In the Kensington and British Museums are many examples of Champlevé enamels, both German and Limoges, such as book-covers, croziers, pricket candlesticks, châsses, chefs, reliquaries, paxes, crosses, and nuptial caskets, &c. Most of them have blue grounds, with light bluish-grey and dark blue or green ornaments, and are usually enamelled on copper. Some of the reliquaries or châsses have gilt figures in high relief. From the eleventh to the fourteenth centuries is the date of these enamels.
In the latter end of the thirteenth and in the fourteenth centuries enamels became simplified in execution; the figures were mostly incised and gilt, and the background a level coating of enamel—generally of a blue colour. (Fig. 100.)
Fig. 99 is a Limoges enamelled châsse or shrine of the twelfth century, and is in the British Museum.
The Italians did not make Champlevé enamels; but they worked in the Cloisonné process from the eleventh to the fifteenth centuries, as we know from examples, and from the work, “Diversarum Artium Schedula,” written by the learned monk Theophilus, in the twelfth century, wherein he describes very minutely the whole process of making Cloisonné enamels, according to the methods of the Tuscan enamellers of his time.
Fig. 99.—Châsse in Champlevé Enamel; Twelfth Century. (B.M.)
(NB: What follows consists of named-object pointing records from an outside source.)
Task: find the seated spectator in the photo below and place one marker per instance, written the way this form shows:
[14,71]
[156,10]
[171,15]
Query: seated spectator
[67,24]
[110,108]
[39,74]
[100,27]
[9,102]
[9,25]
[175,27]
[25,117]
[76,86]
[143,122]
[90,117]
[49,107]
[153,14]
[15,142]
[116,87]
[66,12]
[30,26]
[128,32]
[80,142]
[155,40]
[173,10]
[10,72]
As regards the antiquity of the art of enamelling on metal, it is generally agreed by learned authorities in the matter that before the art was known at Constantinople or in the workshops of Greece, it was practised by the “barbarians” of Western Europe in the Gallo-Roman period. We apologize for quoting here the oft-repeated passage from Philostratus, the Greek who established himself at Rome in the early part of the third century at the request of the Empress Julia, wife of Septimus Severus. In his “Treatise upon Images” he says: “It is said that the barbarians living near the ocean pour colours upon heated brass, so that these adhere and become like stone, and preserve the design represented.”